I wore MAC #3 perfume and green eyeliner almost every day. Green and orange are still my favorite colors. I still miss having a dog, also daily. I spent ridiculous amounts of money on my paid-off car. I got an iPhone in March in Austin and it is perhaps my most favorite material possession ever, second only to the pink Sony boombox that saw me through the late 80s and many, many dubbed tapes from the radio.
Michael Jackson's death knocked me sideways.
I stood in freezing Washington, D.C. at the Inauguration concert and felt an energy that I have never felt before in a city I've lived I've lived beside my whole life. I watched on my television the next morning as the first African-American president, a person I still believe to be a true agent of change, took the oath of office.
I went to Charlotte twice and Austin for SXSWi and the aforementioned Chicago and San Diego and Pittsburgh and to New Orleans for my most awesome first Mardi Gras. I finally sat on and broke my beautiful green glasses so I have to get another set of frames. I spent a stupid amount of time searching for my chargers for my seemingly endless array of electronic devices. I made three apple pies. I finished NaBloPoMo.

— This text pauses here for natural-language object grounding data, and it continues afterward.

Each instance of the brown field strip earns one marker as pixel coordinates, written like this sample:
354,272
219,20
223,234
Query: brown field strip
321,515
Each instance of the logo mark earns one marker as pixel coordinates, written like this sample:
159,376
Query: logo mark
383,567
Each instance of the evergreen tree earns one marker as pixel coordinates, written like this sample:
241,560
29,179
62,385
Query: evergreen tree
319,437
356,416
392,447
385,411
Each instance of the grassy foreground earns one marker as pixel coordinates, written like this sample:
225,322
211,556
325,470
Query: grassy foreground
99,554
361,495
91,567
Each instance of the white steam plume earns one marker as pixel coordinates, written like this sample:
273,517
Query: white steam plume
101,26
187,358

I didn't welcome Christmas. I wasn't ready and to be honest I didn't really care. It came anyway.
It is January now. The last month of 2009 was punctuated with me entering this photography contest and being so blown away by the nice things people were saying about my entry that I felt that whether I won or lost I had already accomplished something. And then another friend called and asked me to enter this other cool contest for people of the blog sort and these two things combined have served to make me ready to make a life change that has been simmering for a long time. Like a decade.
I think it involves Virginia and I am seriously freaking out.

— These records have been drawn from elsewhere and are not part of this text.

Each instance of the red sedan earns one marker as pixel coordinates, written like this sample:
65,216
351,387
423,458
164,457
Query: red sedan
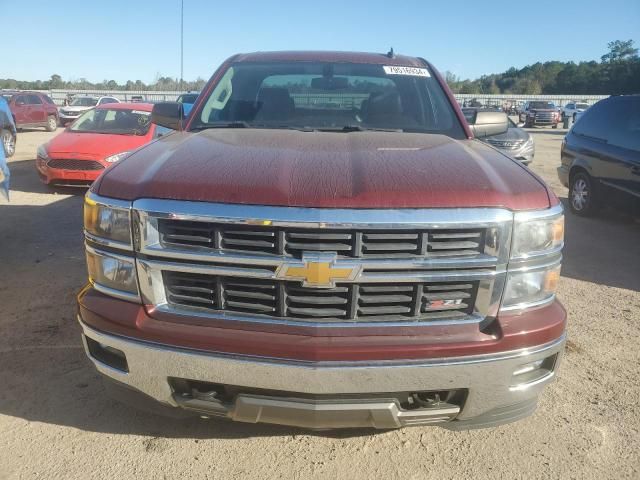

Speaking of the aughts, I think I might do some sort of wrap-up posts this weekend because this was a DECADE here, people, and for me it was the most profound one yet. I'm coming up on an anniversary next week that started out a very happy one and ended up sending me into my own personal bell jar for most of the aughts. It is fundamentally why this blog exists and why I am currently inarticulately telling you about my year. I'm going to write the shit out of something about it because you know what, I can.
Happy new year.
And I'll tell you one thing - and you can write this down, as we are wont to say in my family:
Next January 1, 2011? If I'm not dead, I'll have just turned 40. I'll be writing some crazy wrap-up from Pittsburgh if the Caps play up there in the Winter Classic because Kim and I have a tenuous date for it already.
And also? Next January? I think I'll have some kickass things to share. Really. Because I'm finally allowing myself to expect a lot from a year, whether I'm ultimately disappointed or not. I'm not staying home so I have to go big.